BC is quickly becoming a best practice among both enterprises and organizations also due to recent legislation such as the Sarbanes-Oxley Act (SOX) of 2002 or the Basel II [2] accord, which explicitly requires it. Until recently, no widely agreed methodology was available to carry out a BCP. The new standard BS25999 [7], published in 2006 by the British Standard Institute, has changed this situation providing guidelines to understand, develop and implement a BCP, and it aims to become a standard methodology. Notably, BS25999 requires an organization to (1) identify the activities/processes supporting the core services used by the organization, (2) identify the relationships/dependencies between activities/processes, (3) evaluate the impact of the disruption of the core services/processes previously identified (during the Business Impact Analysis, BIA).
One of the main goals of any BCP is achieving that crucial business processes should recover from disruption within a predefined Maximum Tolerable Period of Disruption (MTPD). The MTPD expresses the maximum acceptable downtime to guarantee the business continuity. As expected, the MTPD depends heavily on the organization business goals and therefore is defined on the business pro- cesses, and is determined by the business unit.

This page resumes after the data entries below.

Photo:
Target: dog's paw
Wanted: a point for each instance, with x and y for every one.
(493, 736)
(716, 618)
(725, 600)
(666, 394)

Since business processes typically depend on a variety of underlying IT assets, the MTPD has a direct and indirect impact on the maximum downtime that these assets may exhibit in practice. Indeed, the standard technical mean to realize a given MTPD is to define Recovery Time Objectives (RTOs) on all IT assets supporting business activities for which the BIA has determined that it is necessary to ensure continuity; RTOs strongly depend on the technical and organizational measures the IT department implements to deal with incidents.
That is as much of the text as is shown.